If you're an end user, you should be able to use this throughout the entirety of the Alpha without worrying about new releases fundamentally breaking your usage. Once the project is promoted to beta, you may need to update your configuration file(s) as all previous alpha APIs will be removed prior to beta promotion.

If you're a developer, expect naming and other API changes with little to no backwards compatibility guarantees. Expect the documentation to be the source code itself. Expect a lack of tests to cause internal breakage and unexpected failures.

Quick Start

During the Alpha, this project primarily uses and supports installation with pipenv.
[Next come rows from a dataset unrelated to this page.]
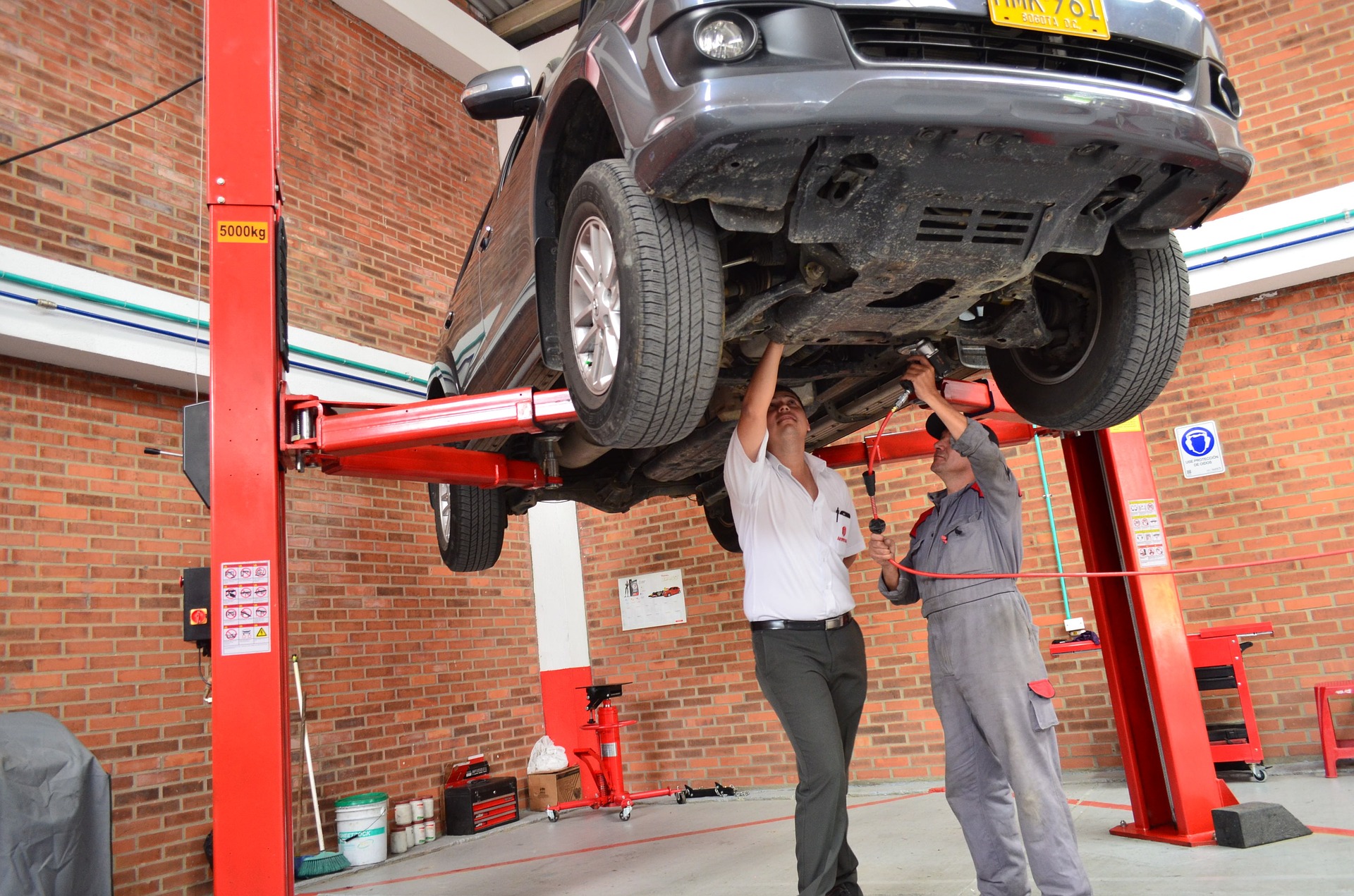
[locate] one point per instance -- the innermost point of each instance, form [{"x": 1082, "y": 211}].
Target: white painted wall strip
[
  {"x": 559, "y": 584},
  {"x": 1286, "y": 260},
  {"x": 102, "y": 347}
]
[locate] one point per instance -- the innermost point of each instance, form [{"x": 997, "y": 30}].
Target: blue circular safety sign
[{"x": 1197, "y": 441}]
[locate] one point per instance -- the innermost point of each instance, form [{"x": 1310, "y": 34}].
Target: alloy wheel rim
[
  {"x": 594, "y": 306},
  {"x": 444, "y": 513}
]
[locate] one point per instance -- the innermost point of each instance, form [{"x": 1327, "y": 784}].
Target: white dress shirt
[{"x": 794, "y": 546}]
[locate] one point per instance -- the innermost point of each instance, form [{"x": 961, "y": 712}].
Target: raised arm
[
  {"x": 970, "y": 439},
  {"x": 752, "y": 420}
]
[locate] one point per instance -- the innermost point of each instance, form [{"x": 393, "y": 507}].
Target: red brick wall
[
  {"x": 1292, "y": 64},
  {"x": 405, "y": 666}
]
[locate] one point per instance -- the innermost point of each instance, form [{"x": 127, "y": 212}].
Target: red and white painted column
[{"x": 557, "y": 575}]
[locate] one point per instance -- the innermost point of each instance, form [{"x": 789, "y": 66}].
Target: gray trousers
[
  {"x": 1001, "y": 753},
  {"x": 815, "y": 682}
]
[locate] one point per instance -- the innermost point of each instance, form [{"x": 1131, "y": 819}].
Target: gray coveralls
[{"x": 989, "y": 684}]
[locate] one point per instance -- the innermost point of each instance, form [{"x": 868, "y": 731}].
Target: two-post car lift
[{"x": 256, "y": 431}]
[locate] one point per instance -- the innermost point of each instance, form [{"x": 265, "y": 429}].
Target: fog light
[{"x": 726, "y": 37}]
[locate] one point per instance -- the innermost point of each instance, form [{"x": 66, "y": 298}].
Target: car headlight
[{"x": 726, "y": 37}]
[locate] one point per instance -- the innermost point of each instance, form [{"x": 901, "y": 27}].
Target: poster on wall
[
  {"x": 654, "y": 599},
  {"x": 1202, "y": 453}
]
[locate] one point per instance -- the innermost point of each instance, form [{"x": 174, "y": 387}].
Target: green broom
[{"x": 324, "y": 862}]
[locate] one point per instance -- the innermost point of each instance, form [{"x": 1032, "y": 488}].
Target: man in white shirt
[{"x": 799, "y": 534}]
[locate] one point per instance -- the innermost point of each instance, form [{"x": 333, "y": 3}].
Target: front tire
[
  {"x": 1120, "y": 328},
  {"x": 470, "y": 524},
  {"x": 640, "y": 310}
]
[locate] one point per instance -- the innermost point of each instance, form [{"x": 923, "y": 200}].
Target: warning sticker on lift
[
  {"x": 243, "y": 232},
  {"x": 1149, "y": 538},
  {"x": 245, "y": 608}
]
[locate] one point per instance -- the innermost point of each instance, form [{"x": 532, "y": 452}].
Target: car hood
[{"x": 1174, "y": 23}]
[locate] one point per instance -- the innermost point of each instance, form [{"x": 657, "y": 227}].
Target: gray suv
[{"x": 999, "y": 178}]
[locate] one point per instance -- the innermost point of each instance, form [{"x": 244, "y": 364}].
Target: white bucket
[{"x": 362, "y": 828}]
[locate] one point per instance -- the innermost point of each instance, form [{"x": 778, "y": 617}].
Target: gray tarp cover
[{"x": 54, "y": 812}]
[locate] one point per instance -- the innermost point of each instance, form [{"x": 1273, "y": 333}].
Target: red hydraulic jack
[{"x": 604, "y": 763}]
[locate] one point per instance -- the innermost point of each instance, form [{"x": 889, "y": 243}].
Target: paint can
[{"x": 362, "y": 828}]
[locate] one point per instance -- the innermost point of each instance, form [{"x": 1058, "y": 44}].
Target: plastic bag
[{"x": 546, "y": 757}]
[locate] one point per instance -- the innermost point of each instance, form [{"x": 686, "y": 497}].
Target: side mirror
[{"x": 500, "y": 94}]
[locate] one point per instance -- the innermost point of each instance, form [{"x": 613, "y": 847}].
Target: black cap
[{"x": 936, "y": 428}]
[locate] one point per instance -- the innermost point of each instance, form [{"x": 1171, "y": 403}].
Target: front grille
[
  {"x": 993, "y": 226},
  {"x": 886, "y": 37}
]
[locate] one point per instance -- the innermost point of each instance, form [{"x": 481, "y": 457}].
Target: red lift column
[
  {"x": 1162, "y": 737},
  {"x": 250, "y": 723}
]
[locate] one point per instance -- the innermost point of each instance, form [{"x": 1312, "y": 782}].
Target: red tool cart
[{"x": 1216, "y": 654}]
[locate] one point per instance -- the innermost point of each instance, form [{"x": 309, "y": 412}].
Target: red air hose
[{"x": 877, "y": 523}]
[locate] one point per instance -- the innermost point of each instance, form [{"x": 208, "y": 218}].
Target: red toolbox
[
  {"x": 1216, "y": 654},
  {"x": 480, "y": 804}
]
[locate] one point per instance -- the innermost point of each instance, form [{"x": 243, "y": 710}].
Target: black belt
[{"x": 800, "y": 625}]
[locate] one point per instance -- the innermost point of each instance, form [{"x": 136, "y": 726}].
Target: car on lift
[{"x": 999, "y": 178}]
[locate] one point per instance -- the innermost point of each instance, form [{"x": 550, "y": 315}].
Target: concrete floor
[{"x": 906, "y": 838}]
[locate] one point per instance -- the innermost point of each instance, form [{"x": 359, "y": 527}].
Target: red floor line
[
  {"x": 609, "y": 846},
  {"x": 1337, "y": 831},
  {"x": 1101, "y": 806}
]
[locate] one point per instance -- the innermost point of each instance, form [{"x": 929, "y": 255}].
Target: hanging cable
[
  {"x": 109, "y": 123},
  {"x": 1121, "y": 573}
]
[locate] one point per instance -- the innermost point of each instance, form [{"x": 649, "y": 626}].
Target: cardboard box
[{"x": 553, "y": 788}]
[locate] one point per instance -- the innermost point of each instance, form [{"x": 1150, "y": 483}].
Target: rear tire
[
  {"x": 1116, "y": 350},
  {"x": 470, "y": 524},
  {"x": 640, "y": 309}
]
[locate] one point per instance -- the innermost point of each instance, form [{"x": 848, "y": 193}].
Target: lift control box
[{"x": 197, "y": 604}]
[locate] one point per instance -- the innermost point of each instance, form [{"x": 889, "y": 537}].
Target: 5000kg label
[{"x": 241, "y": 232}]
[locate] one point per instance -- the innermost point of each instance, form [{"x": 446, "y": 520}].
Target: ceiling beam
[{"x": 528, "y": 16}]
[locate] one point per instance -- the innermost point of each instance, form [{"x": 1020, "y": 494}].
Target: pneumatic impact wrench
[{"x": 941, "y": 364}]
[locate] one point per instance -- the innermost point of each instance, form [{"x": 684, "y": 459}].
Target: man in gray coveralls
[{"x": 989, "y": 682}]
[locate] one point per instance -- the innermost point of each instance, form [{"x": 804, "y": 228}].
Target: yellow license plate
[{"x": 1083, "y": 18}]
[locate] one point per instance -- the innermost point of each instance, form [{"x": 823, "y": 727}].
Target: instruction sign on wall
[
  {"x": 1202, "y": 453},
  {"x": 652, "y": 600},
  {"x": 1149, "y": 538},
  {"x": 245, "y": 608}
]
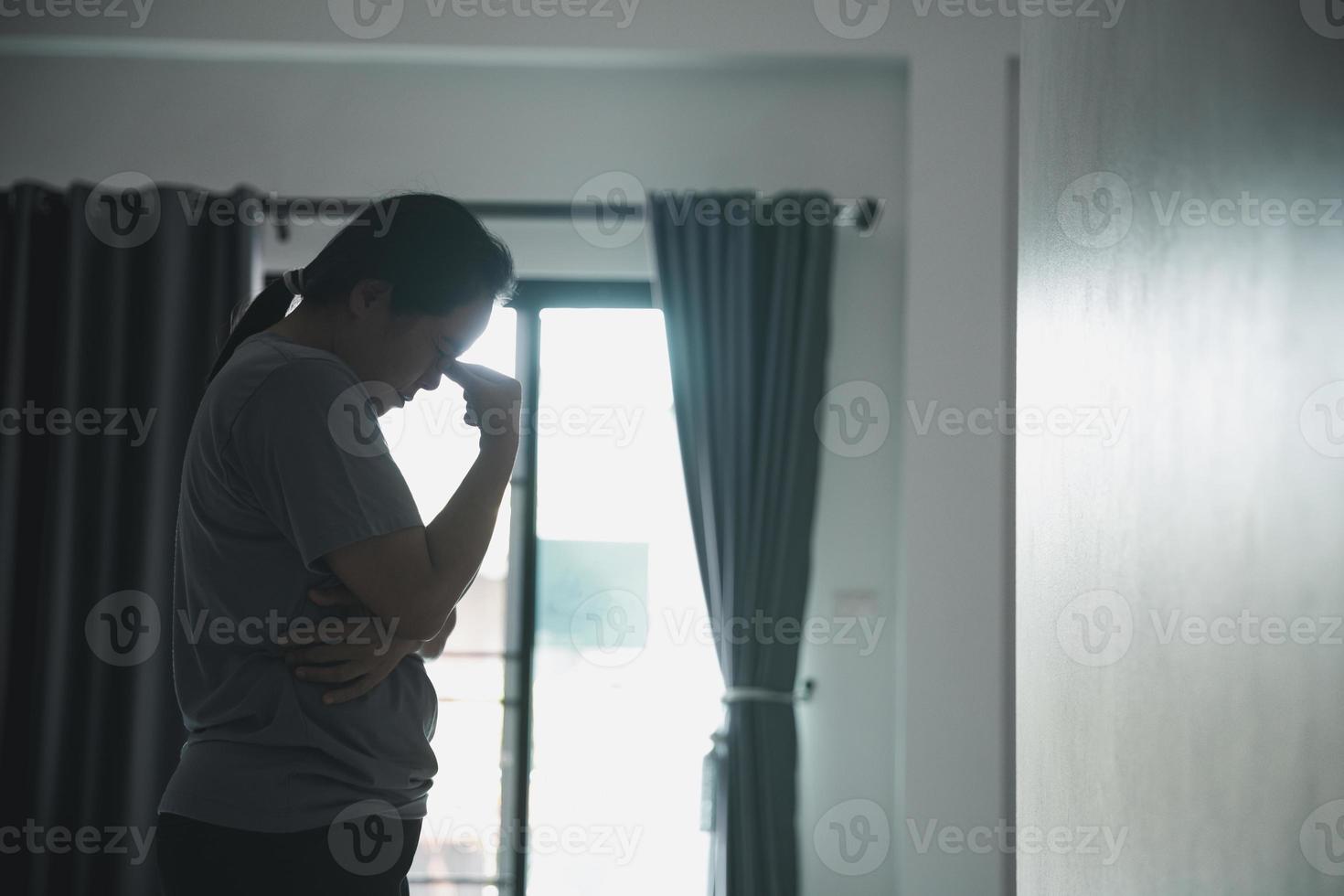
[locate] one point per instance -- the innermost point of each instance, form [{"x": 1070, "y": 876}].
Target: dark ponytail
[{"x": 432, "y": 251}]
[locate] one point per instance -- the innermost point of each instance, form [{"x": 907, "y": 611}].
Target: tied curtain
[
  {"x": 112, "y": 305},
  {"x": 746, "y": 306}
]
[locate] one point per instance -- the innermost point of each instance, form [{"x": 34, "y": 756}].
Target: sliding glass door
[{"x": 580, "y": 689}]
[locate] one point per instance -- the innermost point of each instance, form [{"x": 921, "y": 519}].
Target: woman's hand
[{"x": 355, "y": 655}]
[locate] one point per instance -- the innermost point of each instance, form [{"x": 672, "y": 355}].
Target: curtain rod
[{"x": 862, "y": 214}]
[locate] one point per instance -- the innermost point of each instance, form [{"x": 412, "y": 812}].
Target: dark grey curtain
[
  {"x": 105, "y": 314},
  {"x": 746, "y": 304}
]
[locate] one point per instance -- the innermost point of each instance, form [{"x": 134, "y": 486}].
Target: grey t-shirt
[{"x": 273, "y": 480}]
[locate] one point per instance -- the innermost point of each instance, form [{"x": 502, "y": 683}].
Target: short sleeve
[{"x": 315, "y": 458}]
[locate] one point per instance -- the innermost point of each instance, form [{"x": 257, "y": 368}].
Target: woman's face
[{"x": 409, "y": 352}]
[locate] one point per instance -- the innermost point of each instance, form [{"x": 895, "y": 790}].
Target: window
[{"x": 580, "y": 689}]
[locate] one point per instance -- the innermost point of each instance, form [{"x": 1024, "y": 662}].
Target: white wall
[
  {"x": 691, "y": 94},
  {"x": 1153, "y": 699}
]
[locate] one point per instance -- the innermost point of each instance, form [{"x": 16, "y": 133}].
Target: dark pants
[{"x": 349, "y": 859}]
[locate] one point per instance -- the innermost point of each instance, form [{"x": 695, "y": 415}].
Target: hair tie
[{"x": 293, "y": 281}]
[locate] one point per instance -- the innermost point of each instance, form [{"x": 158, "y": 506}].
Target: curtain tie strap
[{"x": 765, "y": 695}]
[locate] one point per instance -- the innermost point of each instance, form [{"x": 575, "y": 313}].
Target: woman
[{"x": 306, "y": 586}]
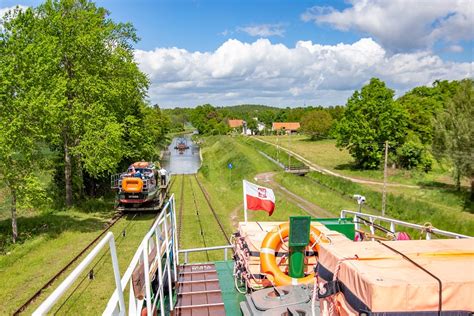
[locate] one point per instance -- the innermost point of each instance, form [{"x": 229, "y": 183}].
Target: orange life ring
[
  {"x": 271, "y": 242},
  {"x": 132, "y": 185}
]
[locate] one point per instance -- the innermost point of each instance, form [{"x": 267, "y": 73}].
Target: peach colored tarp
[{"x": 386, "y": 282}]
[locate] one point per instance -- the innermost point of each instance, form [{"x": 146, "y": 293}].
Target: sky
[{"x": 292, "y": 53}]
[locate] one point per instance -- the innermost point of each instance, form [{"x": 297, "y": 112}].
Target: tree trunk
[
  {"x": 67, "y": 173},
  {"x": 14, "y": 226},
  {"x": 472, "y": 189}
]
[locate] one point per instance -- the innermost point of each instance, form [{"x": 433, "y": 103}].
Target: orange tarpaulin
[{"x": 384, "y": 281}]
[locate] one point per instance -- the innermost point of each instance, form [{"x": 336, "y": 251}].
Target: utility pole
[
  {"x": 289, "y": 145},
  {"x": 384, "y": 192},
  {"x": 278, "y": 150}
]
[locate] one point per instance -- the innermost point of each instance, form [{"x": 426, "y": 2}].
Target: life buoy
[
  {"x": 271, "y": 242},
  {"x": 132, "y": 185}
]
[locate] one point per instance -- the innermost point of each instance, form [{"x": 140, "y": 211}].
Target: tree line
[
  {"x": 72, "y": 99},
  {"x": 424, "y": 124}
]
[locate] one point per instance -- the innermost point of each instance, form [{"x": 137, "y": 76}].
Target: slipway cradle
[
  {"x": 247, "y": 251},
  {"x": 400, "y": 277}
]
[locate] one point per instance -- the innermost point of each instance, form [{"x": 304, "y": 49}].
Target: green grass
[
  {"x": 226, "y": 194},
  {"x": 325, "y": 153},
  {"x": 317, "y": 194},
  {"x": 403, "y": 207},
  {"x": 278, "y": 155}
]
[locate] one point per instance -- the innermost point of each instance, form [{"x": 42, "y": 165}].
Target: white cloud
[
  {"x": 455, "y": 48},
  {"x": 262, "y": 72},
  {"x": 264, "y": 30},
  {"x": 3, "y": 11},
  {"x": 402, "y": 25}
]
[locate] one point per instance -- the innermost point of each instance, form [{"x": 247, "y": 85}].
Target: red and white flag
[{"x": 258, "y": 198}]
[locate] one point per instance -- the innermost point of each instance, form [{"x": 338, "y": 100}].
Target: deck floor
[{"x": 207, "y": 289}]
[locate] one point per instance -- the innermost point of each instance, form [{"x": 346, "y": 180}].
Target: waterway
[{"x": 185, "y": 161}]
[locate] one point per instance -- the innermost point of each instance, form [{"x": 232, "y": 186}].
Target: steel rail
[
  {"x": 206, "y": 196},
  {"x": 58, "y": 274}
]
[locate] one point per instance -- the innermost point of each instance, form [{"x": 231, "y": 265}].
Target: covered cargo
[{"x": 373, "y": 278}]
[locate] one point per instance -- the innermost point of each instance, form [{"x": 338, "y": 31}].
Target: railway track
[
  {"x": 180, "y": 211},
  {"x": 112, "y": 222},
  {"x": 206, "y": 196},
  {"x": 198, "y": 216},
  {"x": 199, "y": 208}
]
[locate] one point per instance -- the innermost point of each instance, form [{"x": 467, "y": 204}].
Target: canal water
[{"x": 182, "y": 161}]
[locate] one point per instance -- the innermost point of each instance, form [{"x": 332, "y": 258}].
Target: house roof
[
  {"x": 236, "y": 123},
  {"x": 289, "y": 126}
]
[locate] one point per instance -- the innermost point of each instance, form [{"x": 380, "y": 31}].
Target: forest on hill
[
  {"x": 424, "y": 124},
  {"x": 74, "y": 110}
]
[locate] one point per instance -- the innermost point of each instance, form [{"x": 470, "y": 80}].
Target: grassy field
[
  {"x": 436, "y": 187},
  {"x": 55, "y": 238},
  {"x": 326, "y": 154},
  {"x": 50, "y": 239}
]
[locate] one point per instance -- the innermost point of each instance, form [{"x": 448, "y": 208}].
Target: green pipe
[{"x": 296, "y": 269}]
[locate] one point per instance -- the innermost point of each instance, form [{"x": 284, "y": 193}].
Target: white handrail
[
  {"x": 66, "y": 284},
  {"x": 159, "y": 227},
  {"x": 186, "y": 251},
  {"x": 394, "y": 222}
]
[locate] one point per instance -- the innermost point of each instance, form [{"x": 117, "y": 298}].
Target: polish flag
[{"x": 258, "y": 198}]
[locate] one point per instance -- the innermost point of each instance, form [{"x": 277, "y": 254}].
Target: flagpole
[{"x": 245, "y": 202}]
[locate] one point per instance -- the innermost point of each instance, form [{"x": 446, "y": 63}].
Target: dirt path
[
  {"x": 234, "y": 218},
  {"x": 312, "y": 209},
  {"x": 320, "y": 169}
]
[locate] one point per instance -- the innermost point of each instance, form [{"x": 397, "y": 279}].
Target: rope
[
  {"x": 329, "y": 303},
  {"x": 427, "y": 228}
]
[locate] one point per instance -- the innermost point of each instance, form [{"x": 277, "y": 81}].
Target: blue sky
[{"x": 289, "y": 53}]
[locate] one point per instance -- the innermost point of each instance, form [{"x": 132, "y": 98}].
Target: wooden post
[
  {"x": 289, "y": 156},
  {"x": 384, "y": 192}
]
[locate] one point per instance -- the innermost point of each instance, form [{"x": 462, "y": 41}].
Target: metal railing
[
  {"x": 394, "y": 223},
  {"x": 163, "y": 236},
  {"x": 148, "y": 184},
  {"x": 215, "y": 248},
  {"x": 66, "y": 284}
]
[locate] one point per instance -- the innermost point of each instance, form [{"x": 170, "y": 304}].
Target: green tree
[
  {"x": 102, "y": 88},
  {"x": 316, "y": 124},
  {"x": 371, "y": 118},
  {"x": 252, "y": 125},
  {"x": 455, "y": 134},
  {"x": 21, "y": 107}
]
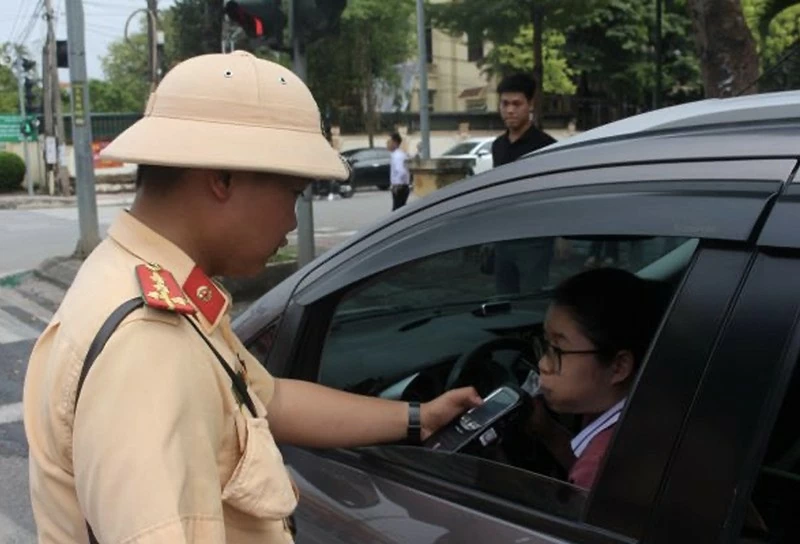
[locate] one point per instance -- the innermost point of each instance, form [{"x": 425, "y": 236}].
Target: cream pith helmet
[{"x": 233, "y": 112}]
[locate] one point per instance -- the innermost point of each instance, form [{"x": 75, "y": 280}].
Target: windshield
[{"x": 464, "y": 148}]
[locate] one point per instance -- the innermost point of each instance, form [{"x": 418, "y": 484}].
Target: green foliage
[
  {"x": 108, "y": 97},
  {"x": 9, "y": 91},
  {"x": 344, "y": 69},
  {"x": 125, "y": 68},
  {"x": 776, "y": 26},
  {"x": 12, "y": 171},
  {"x": 612, "y": 48},
  {"x": 192, "y": 27},
  {"x": 517, "y": 56}
]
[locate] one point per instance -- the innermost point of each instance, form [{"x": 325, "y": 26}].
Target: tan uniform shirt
[{"x": 159, "y": 449}]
Instructions are provided for use if you don't have pipenv, but the resulting installation may have slight differences in dependency versions. The instructions without pipenv also do not include details for creating a virtual environment.

If you have pipenv:

bash $ git clone $ cd network-static-analysis $ pipenv sync $ pipenv run pip install -e .

If you don't have pipenv:

bash $ git clone $ cd network-static-analysis $ pip install -r requirements.txt $ pip install -e .

Create a default configuration in your current directory WITH pipenv:

bash $ pipenv run nsa init

Create a default configuration in your current directory WITHOUT pipenv:

bash $ nsa init

This will create a file, nsa.yml, in your current directory. This file contains a default configuration, but you'll need to update it to contain paths to your configuration files and your rules definitions.

Note that running nsa init multiple times will overwrite the nsa.yml file and all of the default rules names without confirmation. Only run the command more than once if you are sure this is what you want.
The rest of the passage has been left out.